Mladen Dolar, philosopher
Why does our "Philosophical School of Ljubljana" remain so popular? Philosopher Alain Badiou talks about trying to be faithful to a thought event in a particular time, at the time of the outbreak of French structuralism. Our strength is in remaining loyal to that thought event and connecting it to the whole Hegelian heritage, pulling the consequences for the current times. We do not repeat the forms that were possible and available at the time; on the contrary, they constantly demand reinvention. We are a group, we support each other, and thinking is both our collective endeavor and the essence of our work.
I defended my Ph.D. in 1991 during the period of independence. The topic was Hegel's Phenomenology of the Spirit: A Dialectic of Consciousness and Self-Awareness. Phenomenology of the Spirit is one of the most difficult books in the entire philosophical tradition. My mentor was Professor Božidar Debenjak. I belong to the philosophical generation formed during the revolutionary period of French structuralism, and by the Frankfurt School.

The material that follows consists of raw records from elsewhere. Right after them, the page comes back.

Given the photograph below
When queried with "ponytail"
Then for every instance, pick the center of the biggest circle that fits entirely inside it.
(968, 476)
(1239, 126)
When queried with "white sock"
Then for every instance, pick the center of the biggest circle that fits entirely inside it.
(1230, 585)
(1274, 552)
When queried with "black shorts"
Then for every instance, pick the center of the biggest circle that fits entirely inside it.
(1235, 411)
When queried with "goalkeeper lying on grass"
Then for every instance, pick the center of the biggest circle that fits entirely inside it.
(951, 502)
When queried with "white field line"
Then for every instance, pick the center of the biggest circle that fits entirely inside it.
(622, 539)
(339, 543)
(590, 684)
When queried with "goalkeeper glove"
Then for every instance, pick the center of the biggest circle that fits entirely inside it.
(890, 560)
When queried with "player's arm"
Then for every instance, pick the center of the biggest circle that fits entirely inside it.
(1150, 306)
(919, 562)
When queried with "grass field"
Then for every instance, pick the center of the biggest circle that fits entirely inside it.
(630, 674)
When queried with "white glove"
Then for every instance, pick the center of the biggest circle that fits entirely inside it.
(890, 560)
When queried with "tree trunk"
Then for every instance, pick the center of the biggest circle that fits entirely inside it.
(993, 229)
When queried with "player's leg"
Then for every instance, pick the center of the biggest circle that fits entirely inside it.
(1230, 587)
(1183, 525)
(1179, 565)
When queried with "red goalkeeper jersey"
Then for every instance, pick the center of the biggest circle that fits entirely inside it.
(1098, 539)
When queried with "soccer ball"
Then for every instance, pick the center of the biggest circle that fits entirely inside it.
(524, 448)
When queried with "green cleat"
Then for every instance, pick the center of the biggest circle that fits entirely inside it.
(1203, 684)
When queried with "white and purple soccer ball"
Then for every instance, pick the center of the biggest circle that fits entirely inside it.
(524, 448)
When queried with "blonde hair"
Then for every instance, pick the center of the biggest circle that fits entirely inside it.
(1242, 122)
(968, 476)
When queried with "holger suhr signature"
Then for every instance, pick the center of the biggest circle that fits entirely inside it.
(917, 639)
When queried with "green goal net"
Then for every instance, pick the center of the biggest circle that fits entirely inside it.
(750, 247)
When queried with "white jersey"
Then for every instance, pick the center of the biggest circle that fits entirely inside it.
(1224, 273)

The Frankfurt School relied heavily on Hegelian heritage, while French structuralism stood completely opposite, having an anti-Hegelian common denominator. It seemed that we were formed through two mental orientations, two schools of thought that were incompatible. My Ph.D. is a Lacanian reading of Hegel. I tried to do the impossible by linking the conceptual tools, the thinking tools of French structuralism to the whole Hegelian heritage, and make a story out of it. This path was first paved by Slavoj Žižek. Hegel, who is the last metaphysicist in the history of philosophy (it is called "metaphysics from Plato to Hegel" in philosophy), is an absolutely crucial reference. At the same time, he is the first post-metaphysical philosopher to stand precisely at this precipice.
It is a turning point that needs to be rethought every time. The thought tools given to us by French structuralism, including psychoanalysis and Lacan, are the ones that made it possible to reactivate this Hegelian heritage. That was the foundation of my Ph.D., which was published in two books in 1991 and 1992. In 2017, they were reprinted in one volume with the title Hegel's Phenomenology of the Spirit. Today, I am still pursuing the same path that my Ph.D. started, and I am still true to it, though nowadays, I see things in a slightly different light. I do remain faithful to the starting point.